The League encourages all members to adopt policies that reflect national best practices regarding the investigation of complaints against officers as well as the department. All complaints, even anonymous ones, must be investigated. Serious complaints, such as excessive force or civil rights violations, often need to be investigated independently or by outside qualified personnel. The findings of any investigation should generally be publicly released, including the name of the complainant, the nature of the allegation, and the name of the officer(s), unless there are statutory exemptions that apply, such as victim’s rights or protection of minors.
Many departments will lack the internal capacity and expertise for this effort and the League encourages them to utilize qualified external investigators as needed. This is another area where we acknowledge the added expense to the department, but it is important to have the ability to independently investigate significant complaints, otherwise the department loses credibility. This should be approached as an opportunity to increase confidence in the department through the professional handling of a difficult situation.
Thorough and accurate investigations often require the ability to remain private, and a police officer’s personnel file should always remain confidential unless a release has been signed. While as humans we all make mistakes, we need police officers with a sense of empathy and humility and who have the capacity to learn and constantly improve.
7. Hold Officers Accountable, but Preserve Qualified Immunity,
The public is justifiably concerned when they view excessive force videos and incidents of police brutality. Most police officers are as well. As employers, it is our responsibility to provide the training officers need, ensure that training reflects our values and best practices, and accept responsibility when harm is done. Accepting responsibility and offering restitution for any harm done to individuals and the community as a whole is an institutional or organizational obligation, not an individual obligation. Police officers are not contractors; they are employees.

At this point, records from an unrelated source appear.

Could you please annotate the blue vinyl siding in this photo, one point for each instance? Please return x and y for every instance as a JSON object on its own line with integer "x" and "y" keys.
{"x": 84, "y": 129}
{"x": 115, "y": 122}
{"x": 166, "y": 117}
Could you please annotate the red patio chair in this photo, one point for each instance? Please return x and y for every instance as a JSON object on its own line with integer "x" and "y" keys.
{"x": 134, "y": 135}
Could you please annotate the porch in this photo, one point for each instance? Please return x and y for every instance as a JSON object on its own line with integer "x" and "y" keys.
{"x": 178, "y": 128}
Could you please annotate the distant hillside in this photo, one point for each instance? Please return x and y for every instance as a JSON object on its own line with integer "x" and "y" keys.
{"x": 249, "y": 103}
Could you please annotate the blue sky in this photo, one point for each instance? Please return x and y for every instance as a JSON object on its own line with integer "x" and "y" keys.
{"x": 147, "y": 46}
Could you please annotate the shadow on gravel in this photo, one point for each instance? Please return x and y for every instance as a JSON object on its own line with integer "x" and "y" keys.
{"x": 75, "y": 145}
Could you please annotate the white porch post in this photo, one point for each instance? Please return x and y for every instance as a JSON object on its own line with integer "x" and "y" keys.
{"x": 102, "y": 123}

Vermont cities and towns are well positioned to hold officers accountable for excessive force incidents and poor performance through independent investigations of complaints and the regular disclosure of the results. In addition, Act 56 of 2017 requires substantial disclosures of performance issues by police officers to the Vermont Criminal Justice Training Council. Eliminating qualified immunity would do little to improve accountability of police officers or recovery options in litigation. But it could have some very real unintended consequences.
All public officials – from school board members to selectboard members, from police officers to fire fighters – have qualified immunity. Qualified immunity protects all state and local officials from individual liability unless the official violated a “clearly established” constitutional right. That is an important foundation for a state like ours that champions civic involvement and public service. If one’s personal assets were at risk, nobody would serve.
Police officers already are subject to much greater risk than other public servants by the nature of the profession and the additional transparency and accountability provisions discussed above. Ending qualified immunity for police officers would immediately require cities and towns to indemnify them via contract, placing us back in the same situation. Removing qualified immunity would do little to accomplish the goals of 21st Century Policing and racial and economic justice. But it may make it even more difficult to attract the type of officer who has the skills, temperament, and character to accomplish these goals.
In conclusion, this is a watershed moment for Vermont law enforcement, and substantive enhancements are poised to be implemented. Police officers ultimately work for the elected representatives of the community. It is imperative that elected officials engage in the transformative process to ensure Vermont’s police professionals reflect community values, that they receive the necessary training needed to implement those values, and that we develop processes for handling complaints that inspire confidence from both the public and the law enforcement profession.